Davacı vekili, davacının işyerinde çalışan … ile ilişkisi olduğundan bahisle iş aktinin sona erdirildiğini, oysa davacının işyerinde depo sorumlusu olması nedeniyle işi gereği …’la telefon görüşmesi yaptığı, diğer çalışan forman ve şeflerle de telefon görüşmesi yaptığı, malzemeci olduğu için iletişim kurmak zorunda olduğunu iş sözleşmesinin haksız nedenle feshedildiğini, müvekkilinin işe iadesine ve yasal haklarına karar verilmesini istemiştir.
Davalı vekili, davacı ile işyerinde çalışan … arasındaki ilişki nedeniyle iş aktinin sona erdirildiğini, evli olan …’ın ablası olduğunu söyleyen bir bayanın telefonla işyerini aradığını, işyeri sekreterini davacı olduğunu düşünerek hakaretler ettiğini, telefonu davacıya bağlamak istediğini ancak davacının kabul etmediğini, diğer çalışanlarında durumu bildiklerini savunarak davanın reddini talep etmiştir.
Mahkemece, davacı ile … arasındaki ilişkinin işyerinde olumsuzluklara neden olduğundan iş sözleşmesinin haksız nedenle feshedildiği gerekçesiyle davanın reddine karar verilmiştir.
Dosya içeriğine göre; davacı ve işyerinde çalışan dava dışı … arasında bir gönül ilişkisi oduğu iddiasıyla iş akışının ve ortamının olumsuz şekilde etkilendiği gerekçesiyle iş sözleşmesi haklı sebep nedeniyle feshedilmiş ise de; tanık anlatımlarından her iki işçinin iş ilişkisi çerçevesinde görüştükleri ve davacı ile … arasında iş ortamının düzenini bozacak düzeyde herhangi bir hal ve tavır içinde olduklarına dair görgüye dayalı bilgilerinin olmadığı, sadece ikisi arasında ilişkileri olduğuna dair duyum aldıkları anlaşılmaktadır.

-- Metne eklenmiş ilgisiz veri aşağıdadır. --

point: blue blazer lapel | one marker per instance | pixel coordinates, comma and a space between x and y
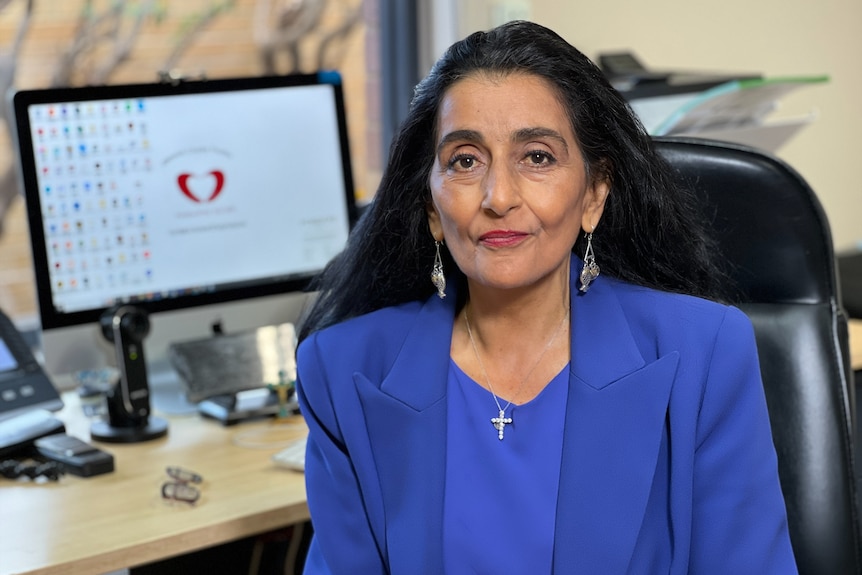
615, 418
406, 420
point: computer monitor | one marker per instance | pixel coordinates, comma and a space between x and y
210, 202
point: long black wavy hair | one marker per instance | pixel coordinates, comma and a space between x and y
649, 234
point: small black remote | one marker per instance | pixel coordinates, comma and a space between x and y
77, 456
19, 431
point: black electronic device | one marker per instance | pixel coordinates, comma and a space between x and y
17, 433
129, 418
23, 383
77, 456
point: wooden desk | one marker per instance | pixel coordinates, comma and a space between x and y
117, 520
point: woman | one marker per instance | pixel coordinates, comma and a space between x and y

Ayrıca; davacının çalışmasına ilişkin işi aksattığını kanıtlayacak mahiyette işverence bir delil … sürülememiştir. Fesih geçerli nedene dayanmamaktadır. Davacını işe iade isteğinin kabulü gerekirken yazılı şekilde reddi hatalı olup bozmayı gerektirmiştir.
Belirtilen nedenlerle, 4857 sayılı İş Kanunu’nun 20. maddesinin 3. fıkrası uyarınca, hükmün bozulmak suretiyle ortadan kaldırılması ve aşağıdaki gibi karar verilmesi gerekmiştir.
HÜKÜM: Yukarıda belirtilen nedenlerle;
1-Mahkemenin yukarıda tarih ve sayısı belirtilen kararının BOZULARAK ORTADAN KALDIRILMASINA,
2-İşverence yapılan FESHİN GEÇERSİZLİĞİNE,
3-Davacının yasal sürede işe başvurmasına rağmen, işverenin süresi içinde işe başlatmaması halinde ödenmesi gereken tazminat miktarının fesih nedeni ve kıdemi dikkate alınarak dört aylık ücreti olarak belirlenmesine,
4-Davacının işe iade için işverene süresi içinde başvurması halinde hak kazanılacak olan ve kararın kesinleşmesine kadar doğmuş bulunan en çok dört aylık ücret ve diğer haklarının davacıya ödenmesi gerektiğinin belirlenmesine, davacının işe başlatılması halinde varsa ödenen ihbar ve kıdem tazminatının bu alacaktan mahsubuna,
5-Harç peşin alındığından yeniden alınmasına yer olmadığına,
6-Davacı vekille temsil edildiğinden, karar tarihinde yürürlükte olan tarifeye göre 1.200,00 TL vekâlet ücretinin davalıdan alınıp davacıya verilmesine,
7-Davacı tarafından yapılan 147,70 TL yargılama giderinin davalıdan alınıp davacıya verilmesine, davalının yaptığı yargılama giderinin üzerinde bırakılmasına,
8-Peşin alınan temyiz harcının istek halinde ilgiliye iadesine, kesin olarak 21.06.2012 tarihinde oybirliği ile karar verildi.